Brian Gastman, MD - About The Author, Credentials, and Affiliations

Brian Gastman, MD, is a highly accomplished plastic surgeon and Head & Neck Surgery specialist based at the Cleveland Clinic in Ohio, USA. Dr. Gastman's expertise is in reconstructive surgery for head and neck cancers, facial trauma, and Mohs micrographic surgery. He is also a skilled plastic surgeon who performs cosmetic surgery procedures like facelifts, rhinoplasties, and eyelid surgeries.
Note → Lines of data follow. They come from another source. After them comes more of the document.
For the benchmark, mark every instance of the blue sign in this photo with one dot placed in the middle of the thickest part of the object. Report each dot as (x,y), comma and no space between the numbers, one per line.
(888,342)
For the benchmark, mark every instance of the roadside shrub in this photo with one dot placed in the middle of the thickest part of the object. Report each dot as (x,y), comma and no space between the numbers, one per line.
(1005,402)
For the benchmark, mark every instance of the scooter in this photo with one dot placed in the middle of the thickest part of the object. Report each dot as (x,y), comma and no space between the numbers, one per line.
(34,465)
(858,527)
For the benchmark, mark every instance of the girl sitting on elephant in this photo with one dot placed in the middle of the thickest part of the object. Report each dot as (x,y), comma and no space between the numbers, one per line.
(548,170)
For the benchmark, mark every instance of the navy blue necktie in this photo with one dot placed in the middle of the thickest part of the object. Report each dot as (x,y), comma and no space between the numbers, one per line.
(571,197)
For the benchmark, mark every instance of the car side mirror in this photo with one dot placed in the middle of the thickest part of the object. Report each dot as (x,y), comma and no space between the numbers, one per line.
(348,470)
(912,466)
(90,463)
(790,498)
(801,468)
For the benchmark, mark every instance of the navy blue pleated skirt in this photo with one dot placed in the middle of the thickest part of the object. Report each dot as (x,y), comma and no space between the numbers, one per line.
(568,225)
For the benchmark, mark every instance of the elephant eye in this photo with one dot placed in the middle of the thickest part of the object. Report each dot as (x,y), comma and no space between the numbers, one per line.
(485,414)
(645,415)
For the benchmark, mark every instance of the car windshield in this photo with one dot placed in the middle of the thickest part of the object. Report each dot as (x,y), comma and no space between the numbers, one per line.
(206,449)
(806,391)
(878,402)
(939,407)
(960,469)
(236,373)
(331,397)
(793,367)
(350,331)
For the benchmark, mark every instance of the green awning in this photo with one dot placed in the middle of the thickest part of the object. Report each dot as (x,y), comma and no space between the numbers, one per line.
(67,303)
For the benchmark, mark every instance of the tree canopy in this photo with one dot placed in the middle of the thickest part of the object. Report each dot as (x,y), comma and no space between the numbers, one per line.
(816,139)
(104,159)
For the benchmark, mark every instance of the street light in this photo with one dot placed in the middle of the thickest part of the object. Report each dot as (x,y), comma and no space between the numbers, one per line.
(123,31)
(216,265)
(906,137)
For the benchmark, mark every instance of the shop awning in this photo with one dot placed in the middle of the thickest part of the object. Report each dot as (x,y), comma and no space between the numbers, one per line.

Dr. Gastman completed his medical degree at Georgetown University School of Medicine in Washington, DC, and then went on to complete his residency in Otolaryngology - Head and Neck Surgery at the University of Pittsburgh Medical Center. He then completed his fellowship training in plastic and reconstructive surgery at the University of California, Los Angeles.

In addition to his clinical work, Dr. Gastman is an active researcher and has published numerous articles in peer-reviewed medical journals. He has also presented his research at national and international conferences. Dr. Gastman is also committed to teaching the next generation of physicians and has served as a mentor to many medical students and residents.


Dr. Gastman is a highly respected member of the medical community, and he has received many accolades throughout his career, including being named to the list of "America's Top Doctors" by Castle Connolly Medical Ltd. for multiple years in a row. He is also a Fellow of the American College of Surgeons and a member of several other prestigious medical societies.